Each one is ripe material for extended conversation, which is exactly the point. Students can change their minds about their allocation votes at least once before the day comes to dole out as much as $5,000 per group. “Every year at the culminating event, there are parents crying,” said Jody Bloom, who teaches the Judaic Studies class. “It’s a lot of the reason that they send their kids to the school in the first place.”
Many schools are not equipped to support curriculums that feature actual dollars, but nothing is stopping parents from establishing something like it outside the classroom. Mandy Kao, a mother of three in Houston and a real estate entrepreneur, had herself participated in a charitable giving circle, where a group of people pool resources to make collective decisions about grant making, when she decided to start a circle for her three boys and other children a few years ago.
The group of Houston-area youths raise money through a Mother’s Day brunch and other activities and receive matching funds from an organization called Asian Americans/Pacific Islanders in Philanthropy.They’ve made grants to youth soccer programs that help refugees and to Big Brothers Big Sisters in an effort to try to encourage more Asian-Americans to serve as mentors.

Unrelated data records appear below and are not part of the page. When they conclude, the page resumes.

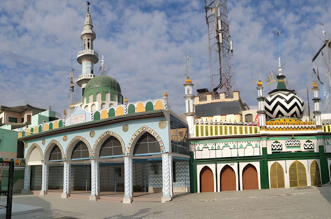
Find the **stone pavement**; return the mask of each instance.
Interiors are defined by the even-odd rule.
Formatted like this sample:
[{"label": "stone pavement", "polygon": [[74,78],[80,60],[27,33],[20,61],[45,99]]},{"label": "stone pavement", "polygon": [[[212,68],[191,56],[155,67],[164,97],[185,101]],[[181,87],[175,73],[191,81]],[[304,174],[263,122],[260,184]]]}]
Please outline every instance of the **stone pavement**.
[{"label": "stone pavement", "polygon": [[123,204],[53,196],[17,194],[14,203],[44,208],[12,218],[327,218],[331,186],[193,193],[166,203]]}]

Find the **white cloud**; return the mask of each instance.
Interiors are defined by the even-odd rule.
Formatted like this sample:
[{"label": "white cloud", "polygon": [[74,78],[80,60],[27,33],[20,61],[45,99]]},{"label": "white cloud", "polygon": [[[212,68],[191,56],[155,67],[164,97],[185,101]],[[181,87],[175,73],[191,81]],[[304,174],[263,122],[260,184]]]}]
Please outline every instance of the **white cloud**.
[{"label": "white cloud", "polygon": [[[331,33],[331,8],[327,1],[233,0],[228,1],[230,32],[233,40],[235,80],[233,90],[242,100],[257,105],[256,84],[265,84],[269,71],[277,73],[277,31],[281,32],[283,73],[289,88],[306,99],[311,72],[316,64],[324,80],[325,64],[311,59],[321,42],[322,21]],[[95,49],[109,65],[129,101],[162,98],[168,93],[172,109],[183,112],[185,56],[192,56],[189,72],[194,90],[210,90],[208,36],[203,1],[100,1],[90,6],[97,34]],[[0,54],[0,101],[23,99],[51,105],[60,112],[70,100],[69,70],[71,43],[74,76],[80,74],[76,61],[82,49],[80,38],[86,5],[70,1],[5,0],[0,9],[0,50],[68,68],[44,66]],[[72,42],[71,40],[72,40]],[[286,66],[285,63],[286,62]],[[95,72],[100,62],[95,65]],[[322,87],[321,87],[321,89]],[[75,101],[80,99],[76,86]],[[264,94],[268,92],[265,86]]]}]

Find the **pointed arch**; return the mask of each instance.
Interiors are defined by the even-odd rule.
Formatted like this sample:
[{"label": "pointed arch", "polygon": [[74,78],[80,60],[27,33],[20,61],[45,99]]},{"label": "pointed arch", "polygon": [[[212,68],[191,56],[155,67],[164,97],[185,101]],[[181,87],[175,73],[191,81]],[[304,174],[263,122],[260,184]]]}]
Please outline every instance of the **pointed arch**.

In Manhattan, Sara Shapiro-Plevan, a consultant, is about to start a giving circle just for boys. She was plotting against the reality that by the time middle school rolls around, some children want nothing to do with members of the opposite sex, while others want everything to do with them. Either way, she figured, it would work better if it was just her sixth grader and his male friends. “It’s an easier way to have what might be a challenging conversation,” she said. “And to do something his mom was asking him to do.”
For many years, Jen Bokoff, a Brooklyn resident who works in philanthropy, has done a one-night-only circle with her family each Hanukkah. She and her relatives each bring $10, regardless of age, and then talk for a bit about an organization they favor. Everyone’s names go into a hat, someone picks and then that person’s organization gets all the money.
December can be a sad time for many adults, often because they feel diminished by the lavish holiday tales that flow through their social media feeds. Nevertheless, Ms. Hernandez is a big believer in talking about whatever giving we do, because it normalizes it as a regular holiday activity.
So how best for a family to share in a way that will not subtly shame some other adult having a more materialistic holiday?
Ms. Bokoff is the director of knowledge services at the Foundation Center, which helped build a resource-rich website for families and educators called youthgiving.org. In her world, the giving talk is often around donors’ treasure, time, talent and ties.
Treasure is the money. Time and talent are about volunteering, which children should certainly do too in their areas of interest.
As for the ties, that’s about your network — and for middle- and high-school-age children, their most powerful networks may be digital ones. “They can use those platforms to share causes they care about,” Ms. Bokoff said. “And if they do it, their friends are more likely to as well.”